El inicio del año 2011 nos motiva a formular algunas reflexiones sobre las perspectivas en la utilización de distintas alternativas para el acceso a financiamiento por parte de empresas de mediano y gran tamaño, en particular, ante el estado actual del mercado de capitales Argentino.
Un primer dato positivo, extraído de la propia dinámica de dicho mercado, es el crecimiento comparativo interanual 2009/2010 -computando hasta Agosto 2010 inclusive-, respecto a los montos emitidos -en forma conjunta- a través de obligaciones negociables; fideicomisos financieros y cheques de pago diferido, con un incremento total de 93% (Fuente Instituto Argentino de Mercado de Capitales).
Otro evento de la realidad, que no puede dejar de soslayarse, en lo que respecta a una evaluación ex ante de diversos instrumentos para acceder a financiamiento, reflotando la tradicional distinción entre deuda pura, vía emisión de obligaciones negociables (ON) o valores de deuda de corto plazo -según su fecha máxima de repago-, o bien, en contraposición, deuda fideicomitida constituida a través de un fideicomiso financiero (FF), ha dejado de ser relevante, al menos desde un punto de vista impositivo, toda vez que, recordemos, desde Agosto del año 2008, ha entrado en vigencia el Decreto 1207, que en la práctica, equiparó el tratamiento fiscal de obligaciones negociables y el fideicomiso financiero, con la sola excepción -en este último caso- de fideicomisos para obras de infraestructura afectados a la prestación de servicios públicos, que mantienen la exención derogada, sujeta al cumplimiento de ciertos condicionamientos.
De cualquier modo, en lo que concierne a un análisis razonable y adecuado en sustento a la adopción de uno u otro producto, todavía es de trascendencia no solo su arbitraje regulatorio, atendiendo a que ante un escenario de contracción de deuda -vía emisión de ON-, la carga de información legal y contable se concentra sobre la entidad emisora, mientras que, en el caso de un FF, la mayor parte de tal información normalmente se lateraliza sobre el fiduciario financiero que haya sido designado para actuar en tal carácter, sino también la limitación a exposición de responsabilidad patrimonial que confiere el uso del vehículo fiduciario, en base a que, por imperio legal y como principio general, el activo fideicomitido es el único responsable en honrar las obligaciones a cargo del fideicomiso.
Es dable también destacar el potencial de crecimiento que poseen las PYMES, a los fines que puedan aproximarse a distintos productos del mercado de capitales, específicamente diseñados para esta particular categoría de compañías.
Al respecto, durante la última década, 8765 PYMES se han financiado desde nuestro mercado de capitales, según el Instituto Argentino de Mercado de Capitales.
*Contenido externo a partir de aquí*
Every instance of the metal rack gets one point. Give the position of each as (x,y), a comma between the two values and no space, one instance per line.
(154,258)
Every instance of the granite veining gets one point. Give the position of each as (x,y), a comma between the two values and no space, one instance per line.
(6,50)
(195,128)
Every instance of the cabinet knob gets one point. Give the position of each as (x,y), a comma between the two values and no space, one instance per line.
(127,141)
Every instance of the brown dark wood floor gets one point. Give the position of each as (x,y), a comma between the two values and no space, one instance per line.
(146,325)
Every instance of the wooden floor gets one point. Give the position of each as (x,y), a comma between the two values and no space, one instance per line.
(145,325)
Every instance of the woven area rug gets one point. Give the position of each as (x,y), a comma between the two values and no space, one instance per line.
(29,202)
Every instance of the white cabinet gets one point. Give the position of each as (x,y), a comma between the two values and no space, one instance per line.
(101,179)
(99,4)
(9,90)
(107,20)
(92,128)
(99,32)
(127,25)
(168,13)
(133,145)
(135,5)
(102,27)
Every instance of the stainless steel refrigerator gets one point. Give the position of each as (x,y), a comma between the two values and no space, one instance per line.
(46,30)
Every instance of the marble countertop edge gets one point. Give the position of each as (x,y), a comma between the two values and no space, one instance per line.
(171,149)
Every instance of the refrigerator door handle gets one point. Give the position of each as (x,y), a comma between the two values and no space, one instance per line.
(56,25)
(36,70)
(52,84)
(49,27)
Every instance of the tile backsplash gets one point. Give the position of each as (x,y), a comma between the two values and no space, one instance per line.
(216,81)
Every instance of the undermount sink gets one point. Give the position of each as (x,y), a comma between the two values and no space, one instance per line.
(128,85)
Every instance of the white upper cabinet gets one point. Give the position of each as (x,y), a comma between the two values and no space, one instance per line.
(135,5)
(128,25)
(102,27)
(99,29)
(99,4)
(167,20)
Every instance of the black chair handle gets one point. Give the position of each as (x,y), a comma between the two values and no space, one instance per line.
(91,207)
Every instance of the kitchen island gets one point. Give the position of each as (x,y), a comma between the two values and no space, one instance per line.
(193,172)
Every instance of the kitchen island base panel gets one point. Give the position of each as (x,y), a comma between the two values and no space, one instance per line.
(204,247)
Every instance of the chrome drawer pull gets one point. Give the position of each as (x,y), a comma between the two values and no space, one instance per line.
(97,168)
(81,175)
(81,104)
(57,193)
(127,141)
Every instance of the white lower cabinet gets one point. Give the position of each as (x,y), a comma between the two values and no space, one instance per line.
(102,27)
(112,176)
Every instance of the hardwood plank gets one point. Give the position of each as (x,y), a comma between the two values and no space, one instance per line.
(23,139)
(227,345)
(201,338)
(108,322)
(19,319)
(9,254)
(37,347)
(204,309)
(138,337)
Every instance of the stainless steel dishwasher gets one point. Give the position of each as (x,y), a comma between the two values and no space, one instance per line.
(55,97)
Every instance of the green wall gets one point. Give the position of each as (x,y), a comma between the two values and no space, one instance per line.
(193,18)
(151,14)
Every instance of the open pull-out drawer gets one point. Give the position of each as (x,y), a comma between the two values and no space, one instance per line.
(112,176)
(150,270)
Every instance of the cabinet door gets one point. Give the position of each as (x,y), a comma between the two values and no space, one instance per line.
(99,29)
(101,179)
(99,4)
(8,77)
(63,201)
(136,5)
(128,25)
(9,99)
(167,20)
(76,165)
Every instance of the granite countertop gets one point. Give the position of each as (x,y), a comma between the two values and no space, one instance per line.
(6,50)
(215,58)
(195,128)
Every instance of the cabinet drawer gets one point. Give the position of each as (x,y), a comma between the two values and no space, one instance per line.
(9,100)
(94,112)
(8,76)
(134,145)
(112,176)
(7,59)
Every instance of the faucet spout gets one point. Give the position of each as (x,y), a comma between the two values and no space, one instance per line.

Este indicador debe interpretarse como un real aliciente para potenciar el ingreso de PYMES a dicho mercado, como una variante ante el autofinanciamiento o el crédito bancario.
Con tal propósito, no podría dejar de considerarse el diseño de la estructuración de un financiamiento PYME, con la participación de una sociedad de garantía recíproca (SGR), que respalde su cumplimiento, ya sea a través de la emisión de una ON para PYMES; o bien un FF, o bien, el libramiento de cheques de pago diferido bajo el sistema avalado.
Otro desafío en el diseño de una estrategia de financiamiento, residirá en analizar la viabilidad de establecer términos y condiciones que contemplen alguna posibilidad de ajustar su rendimiento, para ser competitiva con el índice inflacionario que, se estimaría preliminarmente para este nuevo año, en cifras similares a las del 2010.
De cualquier manera, una respuesta a este interrogante, no podrá infringir la actual prohibición legal en establecer mecanismos de indexación o actualización, aplicable -en este particular caso- a deuda originada por el sector privado.
En conclusión, los objetivos son múltiples, las perspectivas parecerían ser alentadoras, a tenor de ciertos indicadores que nos dejó el año recientemente concluido, todo lo cual debería converger en generar novedosas propuestas que -en definitiva- vinculen a los dos protagonistas de cualquier esquema de financiamiento dentro de la economía real, tomadores y oferentes de fondos (a nivel individual e institucional), respectivamente.